Very possible!   The AC30's had edge burrs and some scrapes on the base, but I hadn't checked anything more before I dropped the skis off at the shop.  It was only after that I began to educate myself to learn more about ski tuning from this forum and from the forum's suggested links.   This interest because I had several other skis that hadn't been looked after since new, other than waxing and the occasional hand-honing of the edges.   Being the type that has a garage full of tools, a DIY personality and (only recently) the time, I wanted to do them myself.   I've purchased edge bevel tools and scrapers and such and started first with my oldest most beat-up pair before progressing to the others.   Upon return of the AC30's from the shop (they were there for about 10 days -- I wasn't in a particular hurry to pick them up), I was curious to observe the differences between their and my outcomes. 

 

All my other skis had high bases compared to the edge level.  I discovered its quite a job to remove the excess base material with hand tools.   

post #9 of 12

You are being a bit too critical. A sheet of copy paper is only .0035". That is the equivalent of one brown human hair. Ski 'em.
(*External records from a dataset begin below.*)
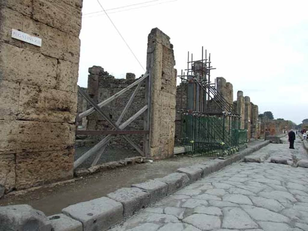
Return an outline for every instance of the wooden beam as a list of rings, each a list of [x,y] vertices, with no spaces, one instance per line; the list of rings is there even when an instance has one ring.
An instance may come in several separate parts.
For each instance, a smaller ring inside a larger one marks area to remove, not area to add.
[[[76,135],[99,136],[107,135],[148,134],[148,131],[144,130],[77,130]]]
[[[120,130],[123,130],[125,128],[128,126],[130,124],[134,121],[134,120],[135,120],[139,116],[140,116],[142,114],[142,113],[143,113],[144,111],[147,109],[147,108],[148,108],[148,105],[146,105],[143,107],[139,110],[139,111],[138,111],[134,116],[132,116],[132,117],[119,126],[119,128]],[[93,148],[91,148],[91,149],[88,150],[82,156],[75,160],[74,162],[74,169],[75,168],[76,168],[81,164],[82,164],[83,161],[95,153],[97,153],[98,152],[99,152],[99,150],[101,150],[102,148],[103,147],[105,144],[109,142],[110,140],[112,138],[112,135],[110,134],[104,138],[104,139],[99,141],[99,143],[97,143],[97,144],[95,144],[94,146],[93,147]],[[135,148],[135,147],[134,147],[134,148]],[[138,150],[136,149],[136,150],[137,150],[137,151],[138,151],[138,152],[140,152]],[[140,150],[140,149],[139,150]],[[101,155],[101,153],[100,155]],[[100,157],[100,156],[99,156]]]
[[[144,74],[144,75],[143,76],[140,78],[140,79],[134,82],[134,83],[132,83],[130,85],[129,85],[125,88],[122,89],[120,91],[117,92],[112,96],[109,97],[107,99],[105,99],[102,102],[101,102],[97,104],[97,106],[100,107],[103,107],[105,105],[111,102],[114,99],[117,99],[119,96],[120,96],[122,94],[127,91],[128,90],[129,90],[132,87],[133,87],[134,86],[139,84],[140,83],[142,82],[144,79],[145,79],[148,76],[148,74],[146,72]],[[94,112],[95,111],[95,109],[94,109],[94,107],[91,107],[89,109],[88,109],[87,111],[81,112],[78,115],[78,119],[79,120],[81,120],[82,119],[82,118],[85,116],[88,116],[90,115],[91,114]]]
[[[133,101],[133,100],[134,99],[134,98],[135,98],[135,96],[136,95],[136,94],[138,92],[138,90],[140,88],[140,87],[141,86],[141,82],[139,83],[138,85],[137,85],[137,87],[136,87],[136,89],[135,89],[135,91],[134,91],[134,92],[132,94],[132,95],[131,95],[131,97],[129,98],[129,99],[128,100],[128,101],[127,102],[126,105],[125,105],[125,107],[124,107],[124,109],[123,109],[123,111],[122,111],[122,112],[121,113],[121,115],[120,115],[120,116],[119,116],[119,118],[118,119],[118,120],[116,121],[116,124],[118,124],[118,125],[120,124],[120,123],[121,123],[121,121],[122,120],[122,119],[123,119],[123,117],[124,116],[124,115],[125,115],[125,113],[126,113],[126,111],[127,111],[127,109],[128,109],[129,106],[131,106],[131,104],[132,104],[132,103]]]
You'll never notice.

 

Karl

post #10 of 12
Thread Starter 

Thanks all!

 

Yes, I will ski them first before any more concern.  At the worst, I can get them re-tuned.  Either I'll do it; with the next pro tune ... being more specific that I want the edges and the base next to them ground down enough so that the base is flat all the way across.

 

 

post #11 of 12

Ski them till you need another tune then get it done.  No point in grinding more life out of them.  Unless you're a racer you should be so worried about your bases.

post #12 of 12

Concavity is not a problem as long as..........................................

 

Concavity is not a problem if the skis are flat Approx. 10-15MM in from each edge

Concavity is a problem (not in and of itself)  if  your skis are underbeveled in the tip and tail due to the tuning tool creating less then a 1 degree base bevel adjacent to the concave areas. This is caused by the foot or glide of the tuning tool sitting down in the concave area raising the file guide and file up too high over the edge and cutting the steel edge less then the designated bevel guide. . If the skis are under beveled in the tip and tail (The most common concave areas) they will ski similarly to to having a hanging burr or being railed.For example a .75 in the tips and tail and a 1 degree underfoot, is not a complimentary combo.

 

Someone described the skis as possibly being squirrely, which to me means slippery or loose,  The skis would not be squirrely from concavity or being under beveled. Actually, they would act just the opposite. They would be difficult to roll onto edge and once there they would not want to come off edge and would be unpredictable and grabby.

 

If the skis are under-beveled in the tip or tail or concave from edge to edge they would ski poorly because it is as though the edge is sitting  the base whne the skis are base down.

 

You need to check the flatness of the base adjacent to the edge specifically and then use a true bar and check the consistency of the base bevel.

 

DO NOT HAVE THE CONCAVITY COMPLETELY GROUND OUT OF YOUR SKIS. IT IS NOT NECESSARY AND WILL ONLY DRASTICALLY SHORTEN OR COMPLETELY RUIN YOUR SKIS ANDS MAY NOT EVEN SOLVE THE PROBLEM.

 

Do the true bar check, but you before you do anything to the skis you must ski them first and determine what symptoms (if any exist) that you don't like.

 

Then you can inteligently tell a tuner what the skis are doing that is bothering you and any tuner worth a his salt will know how to fix them without ruining or shortening the life of your skis.